Is a Mortgage Pre-Approval a Soft or Hard Inquiry?
Understand how mortgage pre-approval affects your credit score. Learn the crucial distinctions of credit checks during your home buying journey.
Understand how mortgage pre-approval affects your credit score. Learn the crucial distinctions of credit checks during your home buying journey.
Understanding how credit inquiries affect your financial standing is an important aspect of managing personal finance, particularly when securing a mortgage. Applying for a home loan involves various credit checks, leading many to question their impact on credit scores. This article clarifies the distinctions between credit inquiries and their role in mortgage pre-approval.
Credit inquiries are formal requests to view your credit report, falling into two primary categories: soft and hard inquiries. Their purpose and effect on your credit score differ.
Soft inquiries, also called soft pulls, occur when your credit report is accessed for informational purposes, not for a direct lending decision. Examples include checking your own credit, pre-approved credit card offers, or background checks. These inquiries are often not visible to lenders and do not impact your credit score. They provide insight into creditworthiness without affecting financial standing.
In contrast, hard inquiries, also called hard pulls, occur when a lender formally checks your credit report for a new credit application. This happens when applying for a credit card, personal loan, auto loan, or mortgage. Lenders perform hard inquiries to assess creditworthiness and risk. A hard inquiry can cause a small, temporary dip in your credit score, typically by a few points, and remains on your credit report for up to two years, though its impact usually lessens after a year.
The journey to obtaining a mortgage often begins with pre-qualification or pre-approval. Each serves a distinct purpose and involves different levels of credit scrutiny. Understanding these steps is important for managing your credit during the home-buying process.
Mortgage pre-qualification is an initial, informal assessment of how much you might borrow, based on financial information you provide to a lender. This step typically involves a soft credit inquiry, as the lender provides an estimate rather than a firm commitment. It offers a preliminary idea of your borrowing capacity and a general price range for homes. However, the information is self-reported and usually not verified, so it is not a loan guarantee.
Mortgage pre-approval is a formal and thorough evaluation by a lender, resulting in a conditional commitment to lend a specific amount. While an initial screening might begin with a soft inquiry, the full pre-approval process typically involves a hard inquiry. This allows the lender to pull your credit report and verify financial documents, such as income, assets, and debts. The hard inquiry enables a more definitive assessment of your credit risk and provides a stronger indication to sellers that you are a serious buyer.
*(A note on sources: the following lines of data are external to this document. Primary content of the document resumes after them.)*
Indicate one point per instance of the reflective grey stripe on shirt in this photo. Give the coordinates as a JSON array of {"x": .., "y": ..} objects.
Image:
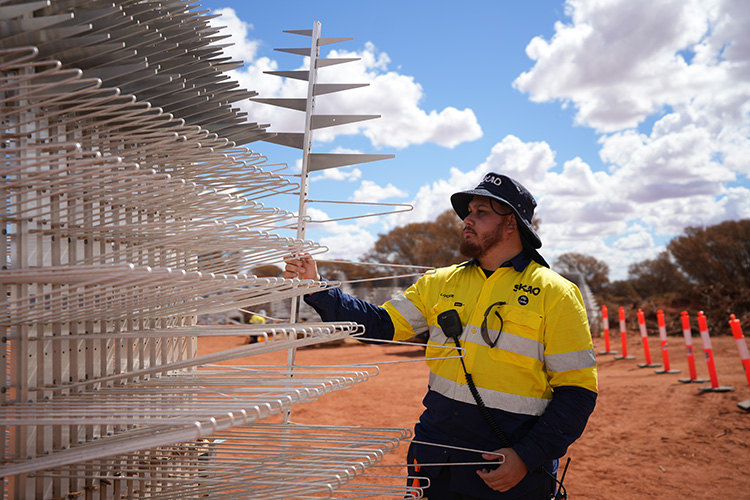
[
  {"x": 508, "y": 342},
  {"x": 410, "y": 313},
  {"x": 492, "y": 399},
  {"x": 571, "y": 360}
]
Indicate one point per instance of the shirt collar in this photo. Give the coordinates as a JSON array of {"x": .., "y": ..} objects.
[{"x": 519, "y": 262}]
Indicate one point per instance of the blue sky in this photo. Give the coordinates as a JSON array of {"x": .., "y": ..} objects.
[{"x": 627, "y": 119}]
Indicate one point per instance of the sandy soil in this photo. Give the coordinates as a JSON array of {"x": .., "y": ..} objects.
[{"x": 650, "y": 436}]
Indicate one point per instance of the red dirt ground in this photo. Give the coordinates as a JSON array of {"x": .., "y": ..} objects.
[{"x": 649, "y": 437}]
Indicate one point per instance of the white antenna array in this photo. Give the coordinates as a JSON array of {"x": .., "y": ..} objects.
[{"x": 130, "y": 207}]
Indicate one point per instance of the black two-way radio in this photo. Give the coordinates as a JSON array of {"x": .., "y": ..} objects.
[{"x": 450, "y": 322}]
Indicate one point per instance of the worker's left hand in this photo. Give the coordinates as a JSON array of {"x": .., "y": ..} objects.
[{"x": 508, "y": 474}]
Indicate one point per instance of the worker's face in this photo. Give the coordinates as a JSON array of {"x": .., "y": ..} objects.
[{"x": 483, "y": 227}]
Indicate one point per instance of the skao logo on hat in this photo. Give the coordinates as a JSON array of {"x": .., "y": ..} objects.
[{"x": 512, "y": 193}]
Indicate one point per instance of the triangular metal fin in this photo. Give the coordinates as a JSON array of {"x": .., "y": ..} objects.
[
  {"x": 297, "y": 75},
  {"x": 322, "y": 161},
  {"x": 323, "y": 121},
  {"x": 300, "y": 52},
  {"x": 299, "y": 32},
  {"x": 298, "y": 104},
  {"x": 328, "y": 41},
  {"x": 322, "y": 63},
  {"x": 289, "y": 139},
  {"x": 328, "y": 88}
]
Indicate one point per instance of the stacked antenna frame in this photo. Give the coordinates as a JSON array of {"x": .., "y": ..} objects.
[{"x": 131, "y": 206}]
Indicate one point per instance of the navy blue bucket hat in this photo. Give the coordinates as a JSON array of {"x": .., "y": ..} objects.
[{"x": 512, "y": 193}]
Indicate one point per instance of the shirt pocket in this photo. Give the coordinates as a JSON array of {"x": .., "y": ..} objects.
[{"x": 520, "y": 343}]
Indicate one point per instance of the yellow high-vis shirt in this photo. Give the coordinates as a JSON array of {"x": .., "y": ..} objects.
[{"x": 541, "y": 330}]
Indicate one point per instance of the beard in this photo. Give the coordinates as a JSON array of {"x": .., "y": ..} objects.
[{"x": 474, "y": 249}]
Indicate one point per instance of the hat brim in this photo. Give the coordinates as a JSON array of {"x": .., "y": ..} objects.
[{"x": 461, "y": 200}]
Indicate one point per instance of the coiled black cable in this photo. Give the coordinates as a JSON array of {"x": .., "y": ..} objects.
[{"x": 450, "y": 322}]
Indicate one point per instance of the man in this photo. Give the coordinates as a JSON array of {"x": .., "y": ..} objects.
[{"x": 526, "y": 350}]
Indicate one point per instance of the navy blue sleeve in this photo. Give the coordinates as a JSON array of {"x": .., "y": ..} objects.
[
  {"x": 559, "y": 426},
  {"x": 334, "y": 305}
]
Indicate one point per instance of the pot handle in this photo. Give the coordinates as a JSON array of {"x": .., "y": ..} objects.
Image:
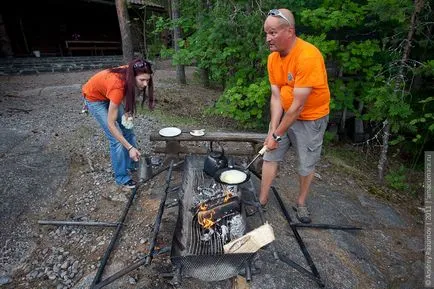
[{"x": 222, "y": 149}]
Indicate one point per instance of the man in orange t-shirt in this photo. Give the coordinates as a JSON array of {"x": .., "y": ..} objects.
[{"x": 300, "y": 105}]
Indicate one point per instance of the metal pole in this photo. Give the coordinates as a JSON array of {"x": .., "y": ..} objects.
[
  {"x": 74, "y": 223},
  {"x": 119, "y": 227},
  {"x": 326, "y": 226},
  {"x": 159, "y": 215},
  {"x": 128, "y": 269},
  {"x": 298, "y": 238}
]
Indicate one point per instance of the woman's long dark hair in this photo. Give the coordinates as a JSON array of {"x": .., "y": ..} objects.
[{"x": 128, "y": 74}]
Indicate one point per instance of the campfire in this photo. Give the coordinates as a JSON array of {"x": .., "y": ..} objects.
[{"x": 217, "y": 210}]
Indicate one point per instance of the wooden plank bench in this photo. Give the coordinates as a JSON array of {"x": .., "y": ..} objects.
[
  {"x": 96, "y": 47},
  {"x": 175, "y": 146}
]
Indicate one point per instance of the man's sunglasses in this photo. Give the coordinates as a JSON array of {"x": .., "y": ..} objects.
[
  {"x": 140, "y": 64},
  {"x": 276, "y": 12}
]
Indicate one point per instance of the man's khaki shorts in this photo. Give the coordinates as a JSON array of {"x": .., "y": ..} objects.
[{"x": 306, "y": 136}]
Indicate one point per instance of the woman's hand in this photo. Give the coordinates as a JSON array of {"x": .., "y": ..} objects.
[
  {"x": 270, "y": 143},
  {"x": 134, "y": 154}
]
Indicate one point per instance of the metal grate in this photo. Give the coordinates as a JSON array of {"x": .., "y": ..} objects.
[{"x": 203, "y": 260}]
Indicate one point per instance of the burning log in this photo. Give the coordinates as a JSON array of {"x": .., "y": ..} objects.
[{"x": 207, "y": 218}]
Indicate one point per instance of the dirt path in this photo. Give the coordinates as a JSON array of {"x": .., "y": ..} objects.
[{"x": 55, "y": 166}]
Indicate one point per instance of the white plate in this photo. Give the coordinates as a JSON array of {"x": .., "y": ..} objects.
[
  {"x": 197, "y": 132},
  {"x": 169, "y": 131}
]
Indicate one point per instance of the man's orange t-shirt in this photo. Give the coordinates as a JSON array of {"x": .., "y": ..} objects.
[
  {"x": 104, "y": 86},
  {"x": 302, "y": 67}
]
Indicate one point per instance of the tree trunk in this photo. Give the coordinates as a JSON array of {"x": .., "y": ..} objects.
[
  {"x": 5, "y": 41},
  {"x": 204, "y": 72},
  {"x": 124, "y": 25},
  {"x": 383, "y": 155},
  {"x": 145, "y": 47},
  {"x": 418, "y": 5},
  {"x": 180, "y": 70}
]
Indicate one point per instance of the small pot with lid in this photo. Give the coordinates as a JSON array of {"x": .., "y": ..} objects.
[{"x": 215, "y": 161}]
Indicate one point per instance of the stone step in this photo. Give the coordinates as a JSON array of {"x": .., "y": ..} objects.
[{"x": 23, "y": 66}]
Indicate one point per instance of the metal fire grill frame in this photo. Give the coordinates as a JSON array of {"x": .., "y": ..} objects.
[{"x": 211, "y": 265}]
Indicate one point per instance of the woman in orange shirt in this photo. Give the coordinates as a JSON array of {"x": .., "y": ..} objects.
[{"x": 110, "y": 98}]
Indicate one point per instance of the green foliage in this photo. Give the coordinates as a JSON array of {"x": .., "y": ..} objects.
[
  {"x": 245, "y": 103},
  {"x": 361, "y": 41},
  {"x": 397, "y": 179}
]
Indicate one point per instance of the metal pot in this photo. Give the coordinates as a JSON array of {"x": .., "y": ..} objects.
[{"x": 215, "y": 161}]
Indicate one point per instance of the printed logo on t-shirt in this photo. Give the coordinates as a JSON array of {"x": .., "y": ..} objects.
[{"x": 290, "y": 77}]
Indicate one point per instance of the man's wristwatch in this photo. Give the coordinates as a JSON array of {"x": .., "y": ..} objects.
[{"x": 277, "y": 138}]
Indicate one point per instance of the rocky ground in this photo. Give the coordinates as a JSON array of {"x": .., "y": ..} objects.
[{"x": 55, "y": 166}]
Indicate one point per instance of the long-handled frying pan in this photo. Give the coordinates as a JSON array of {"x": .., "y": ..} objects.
[{"x": 236, "y": 175}]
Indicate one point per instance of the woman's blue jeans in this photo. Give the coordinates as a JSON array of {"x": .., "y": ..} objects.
[{"x": 120, "y": 158}]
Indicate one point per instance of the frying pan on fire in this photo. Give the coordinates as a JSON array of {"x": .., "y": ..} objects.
[{"x": 232, "y": 175}]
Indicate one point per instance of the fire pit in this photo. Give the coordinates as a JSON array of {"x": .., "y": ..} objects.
[{"x": 210, "y": 215}]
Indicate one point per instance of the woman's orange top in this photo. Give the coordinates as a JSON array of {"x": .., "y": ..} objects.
[
  {"x": 104, "y": 86},
  {"x": 302, "y": 67}
]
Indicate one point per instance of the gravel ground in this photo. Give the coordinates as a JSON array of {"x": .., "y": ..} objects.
[{"x": 55, "y": 166}]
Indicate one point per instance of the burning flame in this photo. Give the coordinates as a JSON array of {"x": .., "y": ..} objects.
[
  {"x": 206, "y": 223},
  {"x": 203, "y": 207},
  {"x": 228, "y": 195}
]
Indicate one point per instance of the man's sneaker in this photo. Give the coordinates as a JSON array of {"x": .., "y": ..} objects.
[
  {"x": 131, "y": 184},
  {"x": 302, "y": 214}
]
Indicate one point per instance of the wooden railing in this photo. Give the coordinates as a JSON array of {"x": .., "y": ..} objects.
[{"x": 96, "y": 47}]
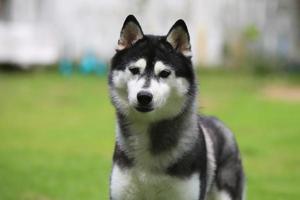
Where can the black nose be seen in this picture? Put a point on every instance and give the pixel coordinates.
(144, 98)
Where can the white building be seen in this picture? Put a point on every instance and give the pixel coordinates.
(42, 31)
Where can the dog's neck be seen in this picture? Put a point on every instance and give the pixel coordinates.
(157, 144)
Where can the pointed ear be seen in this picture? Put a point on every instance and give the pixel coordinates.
(131, 32)
(179, 38)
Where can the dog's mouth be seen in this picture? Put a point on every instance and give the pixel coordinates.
(144, 109)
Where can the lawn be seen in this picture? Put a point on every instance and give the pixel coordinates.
(57, 133)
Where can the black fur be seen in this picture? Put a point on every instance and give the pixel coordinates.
(164, 135)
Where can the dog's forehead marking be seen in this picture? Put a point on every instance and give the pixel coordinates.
(140, 63)
(159, 66)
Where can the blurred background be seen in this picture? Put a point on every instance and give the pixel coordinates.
(56, 121)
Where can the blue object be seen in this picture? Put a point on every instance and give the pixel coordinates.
(90, 64)
(65, 66)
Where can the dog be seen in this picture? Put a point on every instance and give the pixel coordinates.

The timing of this hard inquiry can vary by lender, but it is a necessary part of the pre-approval process that leads to a conditional offer.
Applying for a mortgage requires understanding how credit scoring models treat multiple inquiries. While a single hard inquiry can slightly affect your credit score, the impact of multiple mortgage inquiries is often mitigated.
Credit scoring models, such as FICO, recognize that consumers often “rate shop” for the best mortgage terms. For this reason, multiple hard inquiries for the same loan type, like a mortgage, within a specific timeframe are typically treated as a single inquiry. This “rate shopping window” can range from 14 to 45 days, depending on the credit scoring model used. This helps prevent excessive credit score penalties for comparing lender offers.
Hard inquiries occur during the formal application stage, following pre-approval, and again during final underwriting as the lender verifies information before closing. If you apply with a different lender after initial pre-approval or if your pre-approval expires, another hard inquiry may be necessary. Monitoring your credit reports regularly is advisable during the mortgage process to ensure accuracy and identify any unfamiliar inquiries.